Raw data is, however, an indicator for where we begin. Human beings have limited lifespans and limited capacities for experimentation and research, sensitive as we are to what John Guillory referred to as the ‘clock time’ of scholarship. Therefore to make scientific progress, we start on the basis of the work of others. Sometimes this is recognised overtly, as in citation of secondary sources. Sometimes it is perhaps only indirectly visible, as in the use of certain instruments, datasets, infrastructures or libraries, that themselves (to the most informed and observant) belie the conditions in which particular knowledge was born. In this way, ‘raw data’ merely refers to the place where our organisation started, where we removed what we found from the black box and began to create order from the relative chaos we found there.

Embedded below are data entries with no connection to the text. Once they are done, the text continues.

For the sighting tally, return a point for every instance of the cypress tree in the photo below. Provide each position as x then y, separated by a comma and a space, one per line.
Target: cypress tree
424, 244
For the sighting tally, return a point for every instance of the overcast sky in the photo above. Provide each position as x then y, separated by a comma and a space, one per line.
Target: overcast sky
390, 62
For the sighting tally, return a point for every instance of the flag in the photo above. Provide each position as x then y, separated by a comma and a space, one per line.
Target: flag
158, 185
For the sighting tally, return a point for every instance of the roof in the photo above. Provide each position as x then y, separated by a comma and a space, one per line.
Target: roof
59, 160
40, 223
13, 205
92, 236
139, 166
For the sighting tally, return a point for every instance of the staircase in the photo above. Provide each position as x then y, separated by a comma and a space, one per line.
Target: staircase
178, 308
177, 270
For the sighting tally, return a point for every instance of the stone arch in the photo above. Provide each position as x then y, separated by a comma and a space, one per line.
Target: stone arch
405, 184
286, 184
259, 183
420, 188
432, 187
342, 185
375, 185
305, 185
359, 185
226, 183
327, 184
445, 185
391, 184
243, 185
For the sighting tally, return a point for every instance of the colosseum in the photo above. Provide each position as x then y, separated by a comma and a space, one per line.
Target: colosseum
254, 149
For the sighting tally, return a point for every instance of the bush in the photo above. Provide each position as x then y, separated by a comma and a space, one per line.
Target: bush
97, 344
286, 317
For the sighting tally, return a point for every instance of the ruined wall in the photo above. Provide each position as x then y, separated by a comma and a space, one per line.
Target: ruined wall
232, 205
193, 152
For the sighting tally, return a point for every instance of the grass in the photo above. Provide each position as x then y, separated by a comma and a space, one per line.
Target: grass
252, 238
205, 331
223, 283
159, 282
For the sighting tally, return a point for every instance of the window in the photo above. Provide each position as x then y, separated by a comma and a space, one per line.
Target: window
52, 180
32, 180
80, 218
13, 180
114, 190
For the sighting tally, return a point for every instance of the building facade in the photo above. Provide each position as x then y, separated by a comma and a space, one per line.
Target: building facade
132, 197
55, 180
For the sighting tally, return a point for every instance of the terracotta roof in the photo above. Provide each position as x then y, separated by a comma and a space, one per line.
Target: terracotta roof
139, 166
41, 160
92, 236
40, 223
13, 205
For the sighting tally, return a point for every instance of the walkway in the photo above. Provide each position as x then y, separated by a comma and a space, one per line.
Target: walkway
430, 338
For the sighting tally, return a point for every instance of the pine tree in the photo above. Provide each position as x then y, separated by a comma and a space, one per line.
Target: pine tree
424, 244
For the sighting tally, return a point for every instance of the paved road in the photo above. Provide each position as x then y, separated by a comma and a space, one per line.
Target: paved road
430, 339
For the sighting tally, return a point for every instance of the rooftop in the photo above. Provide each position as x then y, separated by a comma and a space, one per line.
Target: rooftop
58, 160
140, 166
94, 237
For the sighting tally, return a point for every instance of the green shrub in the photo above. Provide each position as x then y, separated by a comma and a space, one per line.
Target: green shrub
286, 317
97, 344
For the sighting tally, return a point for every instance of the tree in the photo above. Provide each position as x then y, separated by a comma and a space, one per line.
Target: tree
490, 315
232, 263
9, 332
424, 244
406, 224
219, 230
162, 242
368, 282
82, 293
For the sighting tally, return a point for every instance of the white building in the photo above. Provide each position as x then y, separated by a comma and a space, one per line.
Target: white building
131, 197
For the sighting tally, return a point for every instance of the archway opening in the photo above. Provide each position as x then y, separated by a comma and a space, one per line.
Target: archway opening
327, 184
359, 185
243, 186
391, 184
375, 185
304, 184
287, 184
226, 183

Do big data environments make these edges apparent? Usually not. In the attempt to gain an advantage over ‘clock time,’ systems hide the nature, perhaps not of the chaos they began with, but of how that chaos came to be, whose process of creating ‘capta’ gave origin to it in the first place. Like the children’s rhyme about the ‘House that Jack Built’, knowledge viewed backwards toward its starting point can perhaps be seen recursing into data, but going further, that data itself emerges from a process or instrument that someone else created through a process that began elsewhere, with something else, at yet another, far earlier point. At our best, humanists cling to the provenance of their ideas and knowledge. Post-modernism has been decried by many as the founding philosophy of the age of ‘alternative facts’, as an abandonment of any possibility for one position to be right or wrong, true or untrue. In the post-truth world, any position can offend, and attempt at defence result in being labelled a ‘snowflake.’ But Lyotard’s work on The Post-Modern Condition wasn’t about this: it was about recognising the bias that creeps in to our assumptions once we start to generalise at the scale of a grand narrative, a truth. In this sense, we perhaps need to move our thinking from ‘raw data,’ to ‘minimally biased data,’ and from the grand narratives of ‘big data’ to the nuances of ‘big enough data.’ If we can begin speaking with clarity about that place where we begin, we will have a much better chance of not losing track of our knowledge along the way.